Mihai Toader
Mihai Toader

Reputation: 12243

Using recursive generic types defined in java from scala code

I have the following definitions in java code:

An abstract port definition (typed by the concrete port class):

package test;

public class Port<
     PortOptions extends Port.Options, 
     ConcretePort extends Port<PortOptions, ConcretePort>> {

    public interface Options {
    }

}

An port service definition (can do some stuff with the ports via some callback mechanism)

package test;

import java.util.Set;

public class PortService {
    public interface Callback<T> {
        void processData(T data);
    }

    public void methodWithCallback(Callback<Set<Port>> callback) {

    }
}

And i want to register a callback into a port service from scala. What i tried is this:

package test

import test.PortService.Callback
import java.util

class PortServiceCaller {

    def callingMethod() {
        val portService: PortService = new PortService

        portService.methodWithCallback(new Callback[java.util.Set[Port[_, _]]] {
            def processData(data: util.Set[Port[_, _]]) {

            }
        })
    }
}

and it fails miserably with:

error: type mismatch;
found   : java.lang.Object with test.PortService.Callback[java.util.Set[test.Port[_, _]]]
required: test.PortService.Callback[java.util.Set[test.Port[_ <: test.Port.Options, _ <: test.Port[?0,?1]]]]
portService.methodWithCallback(new Callback[java.util.Set[Port[_, _]]] {

The question is: How to write the scala code in order to let me properly call the java service ?

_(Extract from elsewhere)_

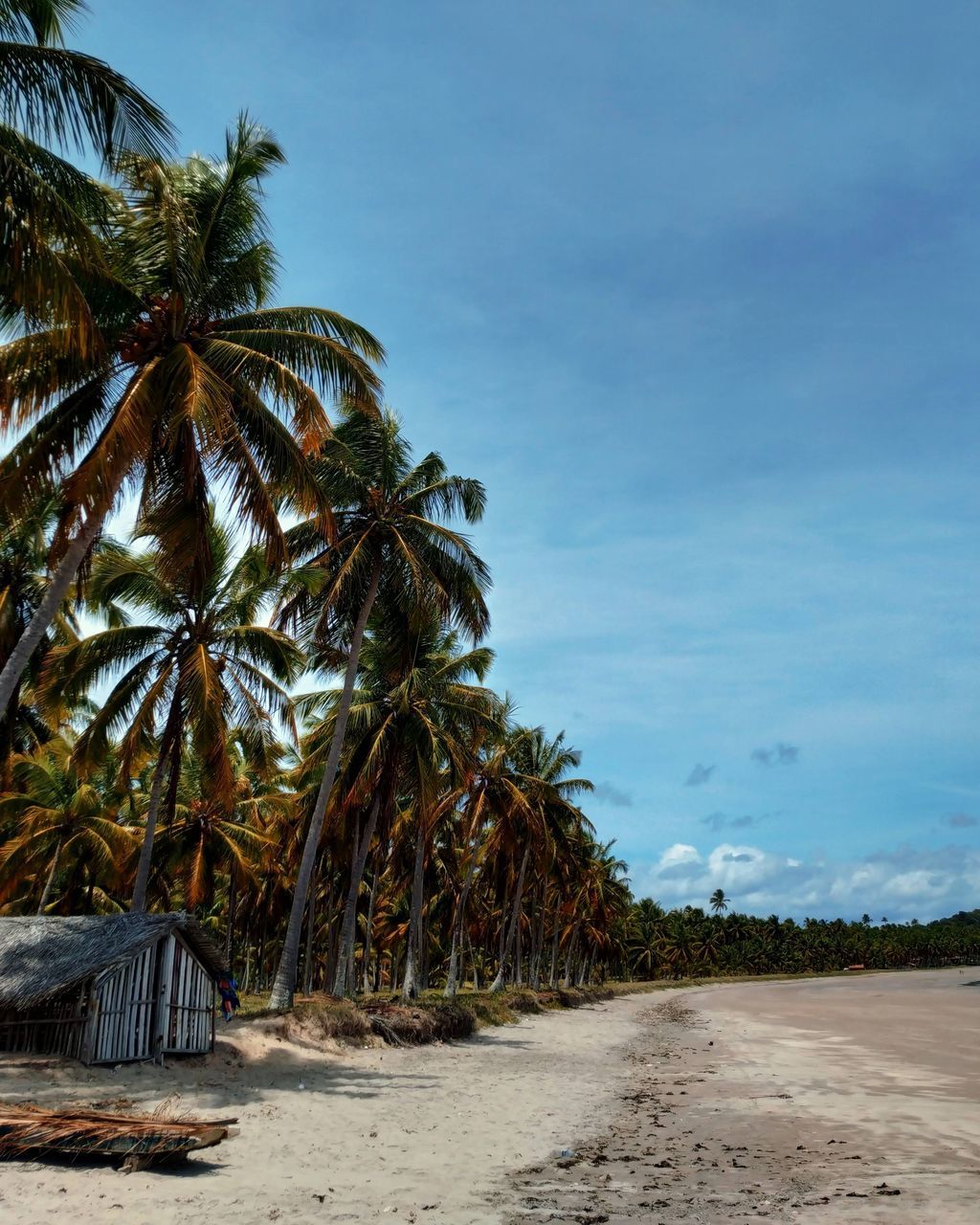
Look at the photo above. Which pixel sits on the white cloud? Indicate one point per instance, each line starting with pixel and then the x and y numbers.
pixel 903 883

I have looked over the scala typing system and i can't seem to figure it out.

Later edit:

The solution is actually simple enough:

Declare the callback method as:

    public void methodWithCallback(Callback<Set<Port<?, ?>>> callback) {

    }

and call it from scala like this:

    portService.methodWithCallback(new Callback[java.util.Set[Port[_, _]]] {
        def processData(data: java.util.Set[Port[_, _]]) {
        }
    })

And also makes sense given the type system of both languages.

Upvotes: 3

Views: 394

Answers (1)

Edmondo
Edmondo

Reputation: 20080

What you are doing in Java is something dangerous and your code compiles only because Java compiler is lazy and won't check it. When you write :

   public void methodWithCallback(Callback<Set<Port>> callback) {

    }

You are basically throwing away all the type information about Port:

Port<PortOptions extends Port.Options, ConcretePort extends Port<PortOptions, ConcretePort>>

The whole information is not going to be available, and the Java compiler let you omit the type parameters. In scala this is not possible, and not only you have to express the type parameters but also the type constraints correctly. The first question here is why you are writing Port without not even saying that there some unknown types there.

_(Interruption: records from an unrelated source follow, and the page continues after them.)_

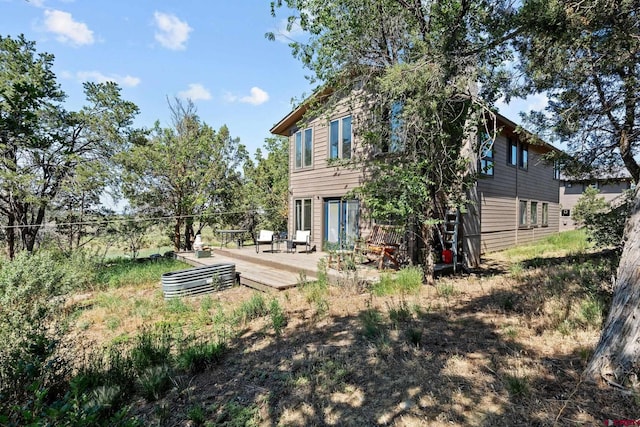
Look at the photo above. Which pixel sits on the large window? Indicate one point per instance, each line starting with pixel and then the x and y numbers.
pixel 340 138
pixel 523 213
pixel 512 152
pixel 304 148
pixel 486 156
pixel 534 213
pixel 303 214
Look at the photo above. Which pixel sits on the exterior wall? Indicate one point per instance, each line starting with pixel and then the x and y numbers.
pixel 319 181
pixel 501 193
pixel 571 191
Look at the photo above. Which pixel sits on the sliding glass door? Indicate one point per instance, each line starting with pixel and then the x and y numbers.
pixel 340 222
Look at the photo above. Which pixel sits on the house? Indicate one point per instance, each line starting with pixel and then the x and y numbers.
pixel 517 192
pixel 610 185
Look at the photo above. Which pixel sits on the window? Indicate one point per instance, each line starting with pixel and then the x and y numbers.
pixel 523 160
pixel 523 213
pixel 486 155
pixel 303 214
pixel 557 168
pixel 304 148
pixel 340 138
pixel 534 213
pixel 395 132
pixel 512 153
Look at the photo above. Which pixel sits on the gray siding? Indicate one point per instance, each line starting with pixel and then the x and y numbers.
pixel 319 181
pixel 501 193
pixel 571 191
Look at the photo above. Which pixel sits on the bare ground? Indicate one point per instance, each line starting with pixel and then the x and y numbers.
pixel 483 349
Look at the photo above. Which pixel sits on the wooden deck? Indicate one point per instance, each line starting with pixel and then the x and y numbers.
pixel 272 271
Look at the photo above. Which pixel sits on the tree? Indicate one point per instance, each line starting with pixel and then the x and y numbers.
pixel 585 55
pixel 187 171
pixel 267 184
pixel 41 144
pixel 413 69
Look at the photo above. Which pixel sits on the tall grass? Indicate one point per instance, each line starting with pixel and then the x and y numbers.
pixel 565 243
pixel 120 272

public void methodWithCallback(Callback<Set<Port<?,?>>> callback) {

}

would be the right way of writing it.

If now you want to express the bounds relationship among multiple unknown types, you cannot use the compact _ for existential types which is suitable for simple bounds, but you have to use forSome

  class Port[A,B<:A]

  def myMethod(a:Port[A,B]forSome {type B; type B<:A})

However, as I tend to say, ending up in using these patterns is a such that your design is weak and you might have a cleaner and more elegant way to solve your problem. What is the point of using generics if you then need to throw your information about type-safety away?